Connections with family and friends are important to all of us. And they mean even more to those suffering from anxiety and/or depression. But for months, COVID-19 restrictions have limited our ability to gather – in pairs or in groups – which can make holiday traditions challenging.
The key is to maintain those connections and traditions safely, or even start new ones, said April Balzhiser, MA, LCPC, ICDVP, Program Director at Silver Oaks Behavioral Hospital in New Lenox.
“We have actually seen our number of cases drop during holidays in past years, because those who suffer from depression or anxiety look forward to those gatherings, those traditions with family and friends,” Balzhiser said.
“But this year over Thanksgiving, we did not see that drop. The number of cases was pretty consistent. And all year, we have been seeing more and more people who never displayed emotional issues before. We’ll have to see what Christmas and New Year’s bring.”
Balzhiser said it is crucial for emotional health to keep up those connections, especially during the holidays. People already have shared Easter and Thanksgiving prayers and meals over Zoom or other similar platforms. They do regular “get-togethers” that way also.
Sometimes, if close enough, they’ve been able to swap favorite foods with socially distanced drops, and share them over Zoom dinners. Maybe there’s even a way to share how to make favorite recipes over Zoom.
“We need to look at the glass half full,” she said. “Instead of thinking, ‘We can’t do this; we can’t do that.’ We should say, ‘How can we still do this? How can we make this work?’”
Speaking of glasses, Balzhiser reminds those with emotional issues that alcohol can exacerbate their distress, or even worse if taken with medications.
Many during the pandemic quarantines have found other ways to cope, like looking around the house to see what needs to be done.
“All of a sudden, you may have a lot on your hands,” she said. “Home improvement sales are going through the roof, no pun intended.”
The National Alliance on Mental Illness NAMI suggests keeping to a regular routine as much as possible.
Make your bed. Get dressed. Connect with loved ones. Move your body. Make time for breaks. If possible, take regular short breaks during work or between shifts. During these breaks, go outside and engage in physical activity if you can.
Practice good hygiene, especially by cleaning your hands. Prioritize sleep. Getting enough regular sleep is critical for your immune system. Eat nutritious food as much as possible, especially fruits and vegetables
Watch out for negative posts on social media.

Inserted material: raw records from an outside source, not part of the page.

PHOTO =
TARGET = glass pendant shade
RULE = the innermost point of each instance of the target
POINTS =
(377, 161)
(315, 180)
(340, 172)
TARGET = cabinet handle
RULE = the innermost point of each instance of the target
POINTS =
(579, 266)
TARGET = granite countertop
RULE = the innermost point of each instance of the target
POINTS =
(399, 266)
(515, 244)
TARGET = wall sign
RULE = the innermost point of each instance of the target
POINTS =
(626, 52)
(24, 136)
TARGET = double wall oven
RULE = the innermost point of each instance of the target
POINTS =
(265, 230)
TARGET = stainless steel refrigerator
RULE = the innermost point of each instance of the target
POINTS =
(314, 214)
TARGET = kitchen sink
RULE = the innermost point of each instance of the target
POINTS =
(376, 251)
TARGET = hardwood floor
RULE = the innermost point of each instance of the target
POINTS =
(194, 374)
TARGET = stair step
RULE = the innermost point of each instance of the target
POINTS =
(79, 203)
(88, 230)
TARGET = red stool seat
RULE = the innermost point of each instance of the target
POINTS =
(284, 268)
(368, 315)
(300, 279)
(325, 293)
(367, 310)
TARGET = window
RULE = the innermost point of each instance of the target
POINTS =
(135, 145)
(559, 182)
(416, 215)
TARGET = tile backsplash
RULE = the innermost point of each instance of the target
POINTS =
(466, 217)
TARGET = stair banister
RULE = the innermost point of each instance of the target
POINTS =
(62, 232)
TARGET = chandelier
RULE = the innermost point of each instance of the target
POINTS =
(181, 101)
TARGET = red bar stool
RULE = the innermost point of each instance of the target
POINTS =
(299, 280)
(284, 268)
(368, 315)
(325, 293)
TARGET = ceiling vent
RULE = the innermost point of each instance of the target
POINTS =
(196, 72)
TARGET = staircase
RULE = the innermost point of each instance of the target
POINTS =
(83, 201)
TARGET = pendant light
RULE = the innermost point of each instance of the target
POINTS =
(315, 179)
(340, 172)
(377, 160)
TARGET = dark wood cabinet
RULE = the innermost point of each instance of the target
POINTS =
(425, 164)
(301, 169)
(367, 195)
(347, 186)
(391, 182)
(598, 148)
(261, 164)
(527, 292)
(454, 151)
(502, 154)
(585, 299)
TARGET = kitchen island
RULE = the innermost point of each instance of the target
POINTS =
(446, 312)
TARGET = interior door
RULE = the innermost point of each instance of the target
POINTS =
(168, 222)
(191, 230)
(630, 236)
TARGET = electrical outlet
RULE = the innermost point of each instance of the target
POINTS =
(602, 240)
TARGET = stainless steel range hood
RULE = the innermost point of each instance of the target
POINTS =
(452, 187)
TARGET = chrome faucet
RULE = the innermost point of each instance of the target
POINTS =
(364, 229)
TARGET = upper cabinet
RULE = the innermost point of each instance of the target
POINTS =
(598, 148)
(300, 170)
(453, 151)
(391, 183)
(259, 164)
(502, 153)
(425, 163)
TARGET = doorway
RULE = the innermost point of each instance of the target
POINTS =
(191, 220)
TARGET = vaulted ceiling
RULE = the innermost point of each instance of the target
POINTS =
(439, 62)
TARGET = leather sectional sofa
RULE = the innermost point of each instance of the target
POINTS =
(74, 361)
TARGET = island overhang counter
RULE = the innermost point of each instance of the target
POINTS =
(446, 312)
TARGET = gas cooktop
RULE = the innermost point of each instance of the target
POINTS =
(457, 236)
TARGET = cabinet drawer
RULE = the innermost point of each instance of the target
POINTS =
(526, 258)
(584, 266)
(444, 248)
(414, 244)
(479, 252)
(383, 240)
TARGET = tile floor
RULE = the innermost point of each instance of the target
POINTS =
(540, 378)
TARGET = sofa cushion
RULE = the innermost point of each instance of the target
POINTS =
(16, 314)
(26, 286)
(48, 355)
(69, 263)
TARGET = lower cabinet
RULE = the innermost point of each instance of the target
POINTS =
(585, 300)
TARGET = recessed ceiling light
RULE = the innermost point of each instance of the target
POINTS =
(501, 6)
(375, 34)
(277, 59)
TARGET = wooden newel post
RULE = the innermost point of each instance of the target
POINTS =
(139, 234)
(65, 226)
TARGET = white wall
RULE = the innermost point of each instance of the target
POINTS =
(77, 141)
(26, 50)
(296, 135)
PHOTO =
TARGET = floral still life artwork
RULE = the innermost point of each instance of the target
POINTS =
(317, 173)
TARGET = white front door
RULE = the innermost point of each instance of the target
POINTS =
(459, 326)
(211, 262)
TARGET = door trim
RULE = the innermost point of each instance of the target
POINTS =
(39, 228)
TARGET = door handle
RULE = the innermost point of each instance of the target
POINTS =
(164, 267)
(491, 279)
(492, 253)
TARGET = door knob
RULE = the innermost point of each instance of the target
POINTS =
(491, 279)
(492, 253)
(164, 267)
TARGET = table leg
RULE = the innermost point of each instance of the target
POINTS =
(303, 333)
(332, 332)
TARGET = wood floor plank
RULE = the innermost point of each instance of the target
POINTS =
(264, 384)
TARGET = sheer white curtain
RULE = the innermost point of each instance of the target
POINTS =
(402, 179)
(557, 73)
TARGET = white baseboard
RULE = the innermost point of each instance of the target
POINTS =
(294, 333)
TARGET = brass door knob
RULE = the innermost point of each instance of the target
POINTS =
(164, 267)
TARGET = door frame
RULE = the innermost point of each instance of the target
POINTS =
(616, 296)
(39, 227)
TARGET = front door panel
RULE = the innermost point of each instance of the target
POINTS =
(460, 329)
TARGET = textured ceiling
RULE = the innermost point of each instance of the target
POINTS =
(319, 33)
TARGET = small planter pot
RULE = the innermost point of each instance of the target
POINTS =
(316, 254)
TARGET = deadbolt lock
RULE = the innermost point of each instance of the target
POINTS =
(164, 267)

Instead, search for free exercise videos on the web (yoga, dance exercises, Pilates, cardio, HIIT, etc.)
There are many ways you can build a feeling of connection, even if you can’t see people in person or go places you usually would:
- Make sure you have the phone numbers and emails of close friends and family.
- Stay connected via phone, email, social media and video calls.

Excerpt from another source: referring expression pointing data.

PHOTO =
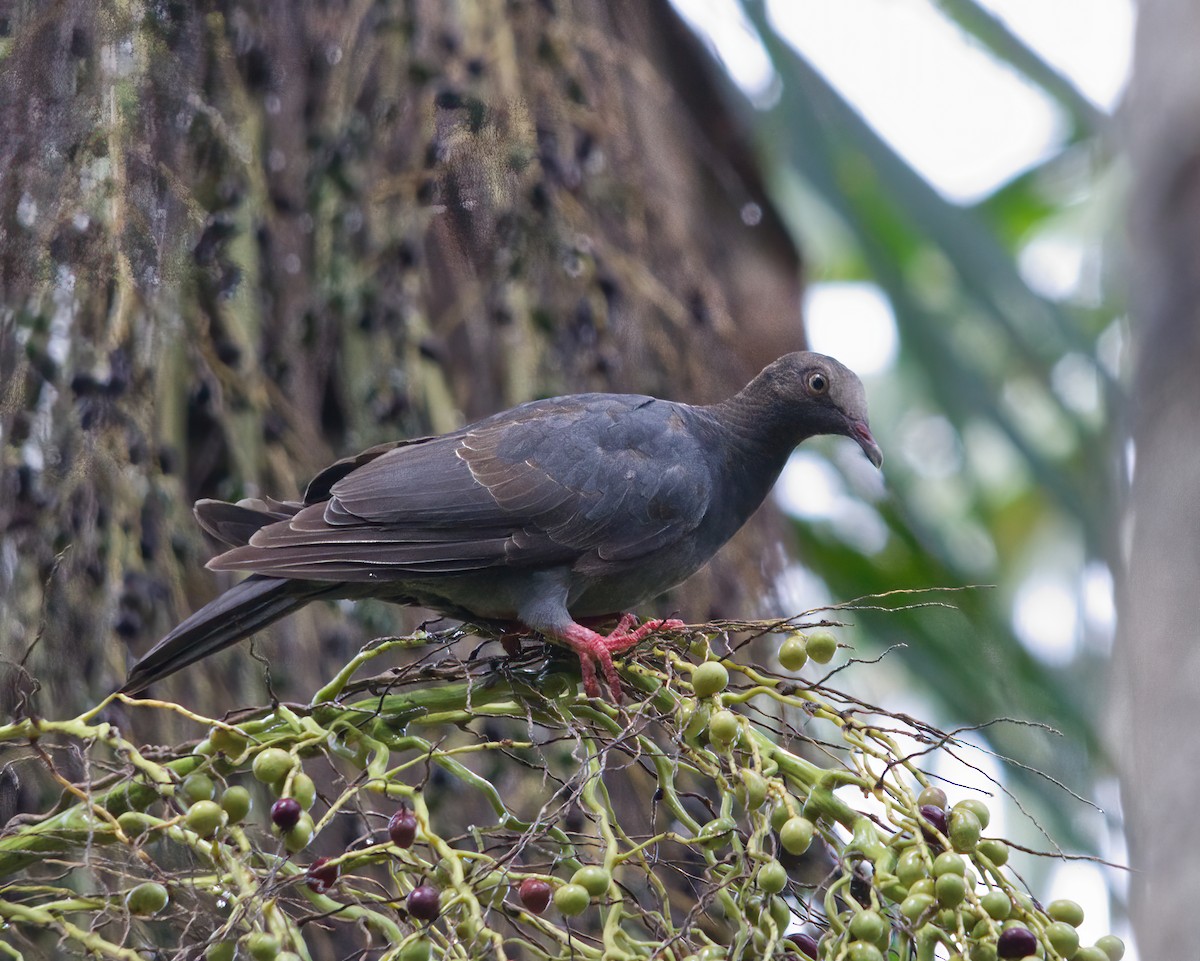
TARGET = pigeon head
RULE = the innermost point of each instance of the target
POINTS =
(808, 394)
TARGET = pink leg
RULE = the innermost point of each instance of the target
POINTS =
(591, 646)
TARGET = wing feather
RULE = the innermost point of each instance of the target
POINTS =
(581, 479)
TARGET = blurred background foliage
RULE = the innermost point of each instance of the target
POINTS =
(997, 413)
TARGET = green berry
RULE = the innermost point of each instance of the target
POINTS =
(912, 866)
(262, 946)
(997, 905)
(271, 766)
(147, 899)
(593, 878)
(793, 653)
(869, 925)
(717, 833)
(709, 678)
(976, 808)
(235, 803)
(862, 950)
(197, 787)
(724, 728)
(304, 791)
(297, 838)
(964, 830)
(948, 863)
(1066, 911)
(951, 890)
(1063, 938)
(934, 797)
(994, 850)
(772, 877)
(796, 835)
(491, 888)
(780, 913)
(984, 950)
(205, 818)
(571, 900)
(923, 886)
(916, 905)
(415, 949)
(821, 647)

- Offer to help others if you can.
- Ask for help when you need it.
- Share how you’re feeling with people you trust.
- Regularly call, text or email with family and friends who may have more limited social contact — older Americans, those with disabilities, those who live alone, those who are quarantined or at high risk because of chronic health conditions.
- If talking about COVID-19 is affecting your mental health, set boundaries with people about how much and when talk you about COVID-19. Balance this with other topics you’d usually discuss.
Balzhiser said much of this can be challenging if you’re home with others, especially if you’re working with children who are being taught remotely.
“Children will pick up on even non-verbal cues from their parents,” she said. “So, it’s good to try to stay positive. You can do crafts together, visit with grandma and grandpa, cousins and friends over Zoom.”
Silver Oaks offers treatment for those ages 13 and up, and Balzhiser said they have seen a rise in teen cases.
“And that makes sense,” she said. “Teens need that peer interaction. Yet, they’re stuck at home with their parents.”
Silver Oaks welcomes walk-ins and calls (844-880-5000) 24 hours a day, seven days a week, Balzhiser said.
They have clinicians available to help at all times who will help determine if a person needs regular visits and/or medication with a provider in the community, full or partial hospitalization, or someone just seeking a non-judgmental ear.
“Remember, we are all in this together,” Balzhiser said. “But one thing is crucial: You have to take care of yourself. We can’t control the news or the pandemic. But we can control how we react to them.”
“And we have a vaccine now. There is hope.”